What is data science?

22/09/2020 - Digital

We’re hearing more and more about data science. This is a very recent discipline, but one which has grown quickly over recent years. Jérôme Feroldi, data scientist at Smartengo, explains exactly what this expression covers. 

Hello Jérôme. What’s the purpose of data science?

Data science aims at exploring and analyzing a high volume of (digital) data coming from various sources, using mathematical algorithms and statistics (such as “machine learning”), to optimize business processes, to assist with decision-making or to add value (informative, economic…).
40 zettabytes of data available in the world in 2020
It is much in demand due to the crosscutting nature of the skills it requires. Data science is indeed situated at a crossroads between: 
  • IT and particularly programming: it is necessary to be able to create (code) the algorithms used. 
  • Mathematics and statistics (linear algebra, differential calculus and probability). They are at the basis of algorithms and data manipuation.
  • A good knowledge of products, jobs and activities.

What are the concrete applications of data science?

The main applications of data science can be sorted into four groups: optimization, automatization, creation and prediction.

In concrete terms, many of them are present in our daily life. There’s data science in your search engine, in your YouTube or Deezer recommendations, on your e-commerce websites, in self driving cars or in your voice-operated assistant. It’s also used to manage spam messages or moderate sensitive content. 

In companies, data science is involved in all kinds of jobs and activities: finance, marketing, products, logistics and supply chain, etc. This is naturally also the case at Vallourec, where more than a hundred initiatives based on data science have been identified: at VAM®, in finance, in production (mills) and naturally for Smartengo.
Jerome Feroldi

In companies, data science is involved in all kinds of jobs and activities: finance, marketing, products, logistics and supply chain, etc. 
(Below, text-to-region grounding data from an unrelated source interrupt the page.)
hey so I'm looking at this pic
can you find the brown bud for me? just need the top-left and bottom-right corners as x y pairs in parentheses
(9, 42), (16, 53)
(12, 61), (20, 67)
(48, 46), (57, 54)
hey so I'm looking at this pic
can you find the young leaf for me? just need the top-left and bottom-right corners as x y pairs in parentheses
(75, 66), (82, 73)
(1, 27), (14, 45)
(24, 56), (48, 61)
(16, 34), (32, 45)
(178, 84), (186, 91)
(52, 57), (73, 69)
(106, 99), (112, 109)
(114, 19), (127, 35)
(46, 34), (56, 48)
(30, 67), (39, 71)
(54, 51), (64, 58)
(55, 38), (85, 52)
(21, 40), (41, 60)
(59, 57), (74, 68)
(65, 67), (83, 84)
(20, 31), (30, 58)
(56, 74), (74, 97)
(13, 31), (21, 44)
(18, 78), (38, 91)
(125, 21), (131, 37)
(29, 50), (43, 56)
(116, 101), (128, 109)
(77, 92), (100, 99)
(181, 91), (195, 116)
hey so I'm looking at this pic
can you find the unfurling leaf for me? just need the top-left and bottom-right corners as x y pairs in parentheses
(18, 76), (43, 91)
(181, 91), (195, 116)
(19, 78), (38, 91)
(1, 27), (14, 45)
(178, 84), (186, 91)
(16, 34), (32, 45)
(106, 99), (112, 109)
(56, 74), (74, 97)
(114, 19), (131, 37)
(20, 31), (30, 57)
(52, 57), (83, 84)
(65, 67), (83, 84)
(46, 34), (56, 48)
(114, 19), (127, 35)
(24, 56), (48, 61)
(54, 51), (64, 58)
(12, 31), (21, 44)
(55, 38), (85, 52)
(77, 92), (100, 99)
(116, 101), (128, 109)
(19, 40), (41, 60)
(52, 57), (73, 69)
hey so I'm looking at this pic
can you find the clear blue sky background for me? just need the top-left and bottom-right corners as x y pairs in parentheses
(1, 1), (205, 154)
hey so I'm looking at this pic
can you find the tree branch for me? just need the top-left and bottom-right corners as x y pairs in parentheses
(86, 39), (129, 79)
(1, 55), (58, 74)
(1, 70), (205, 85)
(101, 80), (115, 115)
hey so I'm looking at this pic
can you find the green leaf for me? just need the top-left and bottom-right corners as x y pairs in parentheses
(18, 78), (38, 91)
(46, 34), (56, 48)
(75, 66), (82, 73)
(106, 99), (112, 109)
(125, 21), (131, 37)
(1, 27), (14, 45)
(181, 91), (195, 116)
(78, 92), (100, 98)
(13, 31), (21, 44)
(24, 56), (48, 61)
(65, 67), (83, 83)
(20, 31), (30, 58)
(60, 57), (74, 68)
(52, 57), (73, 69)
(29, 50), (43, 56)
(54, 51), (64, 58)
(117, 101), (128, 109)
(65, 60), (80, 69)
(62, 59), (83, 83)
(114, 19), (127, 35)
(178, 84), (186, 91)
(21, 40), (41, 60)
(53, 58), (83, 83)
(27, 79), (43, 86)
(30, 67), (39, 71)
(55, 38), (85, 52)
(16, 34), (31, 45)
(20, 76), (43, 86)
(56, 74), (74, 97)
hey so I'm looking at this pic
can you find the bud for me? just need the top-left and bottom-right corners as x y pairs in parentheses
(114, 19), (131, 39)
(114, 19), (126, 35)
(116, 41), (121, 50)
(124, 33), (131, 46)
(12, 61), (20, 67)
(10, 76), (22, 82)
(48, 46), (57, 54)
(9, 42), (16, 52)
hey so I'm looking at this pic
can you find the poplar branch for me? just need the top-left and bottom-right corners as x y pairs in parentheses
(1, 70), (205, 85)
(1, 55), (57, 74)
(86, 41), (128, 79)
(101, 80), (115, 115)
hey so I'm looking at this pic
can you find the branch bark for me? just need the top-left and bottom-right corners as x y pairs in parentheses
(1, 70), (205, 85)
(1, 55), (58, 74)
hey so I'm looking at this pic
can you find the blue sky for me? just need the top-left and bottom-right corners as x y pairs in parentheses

Jérôme Feroldi Data Scientist at Smartengo
Data is the new oil

Some key dates

  • 1959: the expression “machine learning” first appears for a learning program by IBM (a virtual checkers player).

  • 1991: first public version of Python 

  • 1997: appearance of the term Big Data in a Nasa article 

  • 2000: first public version of R

  • 2001: Doug Laney (Gartner) defines Big Data based on the “3 Vs”: Volume, Variety and Velocity

  • 2006: creation of Hadoop (a distributed processing system)

  • 2016: A deep learning algorithm beats the world champion in a game of Go


What are the links with Artificial Intelligence and Big Data?

Artificial Intelligence refers to the techniques used to imitate the mechanisms of the human brain: image recognition, predictive models for various phenomena (the weather, purchasing behavior, etc.), filtering abusive comments… 

Big Data refers more generally to the enormous volumes of data processed with the associated calculation power (conventional IT tools are unable to properly process these quantities and volumes). It can be described according to three vectors, the 3 V: the “Volume” related to the increase in exchanges and the explosion of data (so more servers and personnel), the “Variety” of the data types and the “Velocity” or real-time collection and processing times. “Data is the new oil!” of data science.

What do you believe the future holds for this discipline?

It’s reasonable to assume that in the near future more and more environments (services via applications, connected items, etc.) will generate ever greater volumes of data. This will result in more powerful and complex algorithms but also cloud environments
At the same time, it is very likely that two challenges will become increasingly important: the protection of privacy and the limitation/reduction of the energy footprint of these resource-hungry techniques.